Falls Sie zwischen Brille und Kontaktlinsen wechseln, denken Sie daran: Die Blickführung ist entscheidend für ein biometrisch korrektes Passfoto. Wenn Sie normalerweise eine Brille tragen und für das Foto auf Kontaktlinsen umsteigen, nehmen Sie sich zunächst Zeit, um sich an das Sehen ohne Brille anzupassen.
Unabhängig von Ihrer Entscheidung gilt: Farbige Kontaktlinsen sind tabu, da die Iris als biometrisches Merkmal nicht verfälscht werden darf.
Fazit
Zusammenfassend gilt für Passfotos eine klare Regel: Durchsichtige Kontaktlinsen sind erlaubt, farbige Kontaktlinsen hingegen nicht. Die biometrischen Anforderungen dienen nicht der Schikane, sondern der zuverlässigen Identifikation an Grenzen und Flughäfen. Besonders die Iris spielt als unveränderliches biometrisches Merkmal eine entscheidende Rolle.
Wenn Sie regelmäßig farbige Kontaktlinsen tragen, müssen Sie diese für Ihr Passfoto unbedingt entfernen. Andernfalls riskieren Sie nicht nur die Ablehnung Ihres Antrags, sondern auch Probleme bei späteren Kontrollen. Denken Sie daran: Die in Ihrem Pass vermerkte natürliche Augenfarbe sollte stets mit Ihrem tatsächlichen Erscheinungsbild übereinstimmen.
Unabhängig davon, ob Sie sich für eine Brille, klare Kontaktlinsen oder keine Sehhilfe entscheiden – Ihre Augen müssen auf dem Passbild unverfälscht erkennbar sein. Die modernen biometrischen Verfahren an Flughäfen funktionieren nur dann zuverlässig, wenn Ihre Iris nicht durch farbige Kontaktlinsen verändert wird.

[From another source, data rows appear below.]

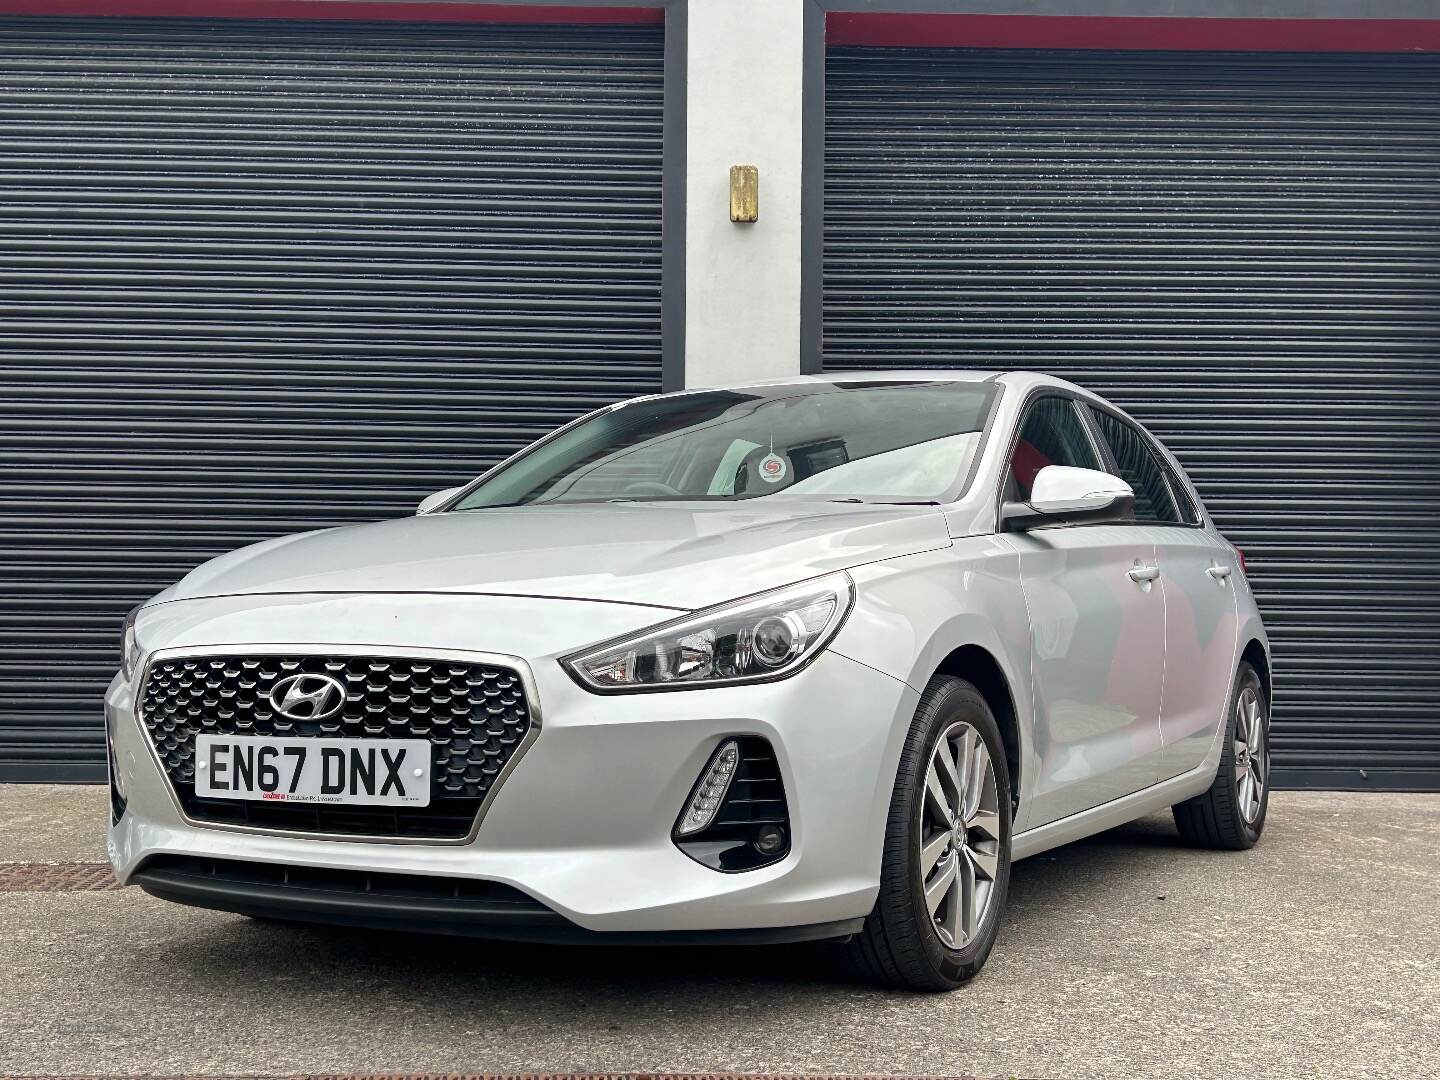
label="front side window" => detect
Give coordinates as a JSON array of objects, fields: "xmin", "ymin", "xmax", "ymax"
[
  {"xmin": 1006, "ymin": 396, "xmax": 1102, "ymax": 502},
  {"xmin": 1088, "ymin": 408, "xmax": 1184, "ymax": 524},
  {"xmin": 452, "ymin": 381, "xmax": 1000, "ymax": 509}
]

Letztendlich bietet ein vorschriftsmäßiges Passfoto viele Vorteile. Sie vermeiden unnötige Kosten für Neuaufnahmen, sparen Zeit bei Behördengängen und gewährleisten reibungslose Grenzkontrollen. Obwohl die Regelungen streng erscheinen mögen, dienen sie doch einem wichtigen Zweck: Ihrer sicheren Identifikation während Ihrer Reisen.